One notable example is a seemingly random freeze I encountered when I right-clicked on a file while browsing a network share in Dolphin. Turns out, the plug-in provided by Ark for the “Extract here…” action had a bug which had it disregard the URL scheme of the file that was clicked on. This meant, instead of accessing smb://server/some/directory it would try to look in the local /some/directory. If that particular location existed and happened to be on an autofs mount, it would stall the UI until the mount point woke up again, explaining the apparent randomness of the issue. To figure that out I just ran Dolphin in gdb all day and after a few hours I witnessed the freeze which I could then solve.
Another blocking call that I am currently working on is when entering a directory. Unix uses a name that starts with a dot to denote a hidden file. Some file managers, Dolphin included, support reading a list of files to hide from a text file named .hidden. This is currently done in the directory lister on the application’s main thread. The obvious fix for this is to move it to the KIO worker thread/process. However, there’s jobs, such as copying files, where it doesn’t matter that a file is hidden and it would be wasteful to check for that in this case.
Other bits here and there
Thumbnail generation will always take some time, so you need to resort to additional tricks. One change I made to Dolphin is generating previews for files before those of folders, instead of strictly top-left to bottom-right. Folder thumbnails have to walk the directory to figure out which files to add to the collage. A file on the other hand is just a file and easily cached. Additionally, the JPEG thumbnailer now also uses a thumbnail embedded in EXIF metadata, if available, which is significantly faster than reading the full image. By the way, KNotifications no longer includes the alpha channel in a custom notification icon, if the image is fully opaque, which is usually the case for user photos.
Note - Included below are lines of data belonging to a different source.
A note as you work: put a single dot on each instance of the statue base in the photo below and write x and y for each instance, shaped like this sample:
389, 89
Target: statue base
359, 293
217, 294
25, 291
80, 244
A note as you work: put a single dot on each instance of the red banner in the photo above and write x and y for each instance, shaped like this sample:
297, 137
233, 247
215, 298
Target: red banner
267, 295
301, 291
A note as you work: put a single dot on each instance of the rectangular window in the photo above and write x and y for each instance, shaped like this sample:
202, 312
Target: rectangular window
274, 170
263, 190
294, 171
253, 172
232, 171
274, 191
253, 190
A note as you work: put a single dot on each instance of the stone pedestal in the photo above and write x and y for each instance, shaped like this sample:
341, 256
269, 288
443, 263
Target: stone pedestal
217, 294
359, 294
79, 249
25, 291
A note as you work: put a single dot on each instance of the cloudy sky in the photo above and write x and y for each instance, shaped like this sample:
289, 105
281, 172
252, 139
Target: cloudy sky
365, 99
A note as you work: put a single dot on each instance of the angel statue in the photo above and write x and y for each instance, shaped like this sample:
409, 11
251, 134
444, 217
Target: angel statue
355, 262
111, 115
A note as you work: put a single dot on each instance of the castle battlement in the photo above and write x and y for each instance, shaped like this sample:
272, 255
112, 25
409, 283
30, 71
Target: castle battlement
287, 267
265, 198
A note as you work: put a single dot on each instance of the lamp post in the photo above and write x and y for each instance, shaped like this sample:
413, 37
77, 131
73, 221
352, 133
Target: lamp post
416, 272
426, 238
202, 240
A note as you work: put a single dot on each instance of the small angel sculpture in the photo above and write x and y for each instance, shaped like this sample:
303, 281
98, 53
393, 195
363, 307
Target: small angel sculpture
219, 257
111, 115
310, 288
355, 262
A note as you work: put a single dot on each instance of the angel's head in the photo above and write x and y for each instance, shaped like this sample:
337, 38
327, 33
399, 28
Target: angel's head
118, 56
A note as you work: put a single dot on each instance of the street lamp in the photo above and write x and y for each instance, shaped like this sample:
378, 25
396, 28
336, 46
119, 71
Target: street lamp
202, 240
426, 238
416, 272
Finally a neat party trick for most of your QML applications: Since Qt 5.15 ListView is capable of re-using delegate instances rather than creating and destroying them as you scroll around. By setting reuseItems it will just re-assign the model index and update any bindings without constantly instantiating a massive tree of objects. You need to be careful not to store any state in your delegates but that is something you shouldn’t be doing anyway. Enabling this gave KRunner a massive speed boost. It’s not yet enabled in notifications – I am aware that scrolling the history is quite slow – but we have several types of delegates in there (e.g. list header, and notification body) and there’s a Loader picking them. I need to refactor this, otherwise there’s no performance improvement since the Loader’s source item is still recreated as you scroll around.
3 thoughts on “Performance Musings”
This work is very much welcomed. Thanks for doing it and writing about it.
Compliments for this very clear and useful article. Have a nice day!
Kai Uwe, whenever you blog about a topic, I start waiting eagerly to get the stuff into my hands. Performance improvements are always welcome, learning about the backgrounds how they were achieved, is very insightful!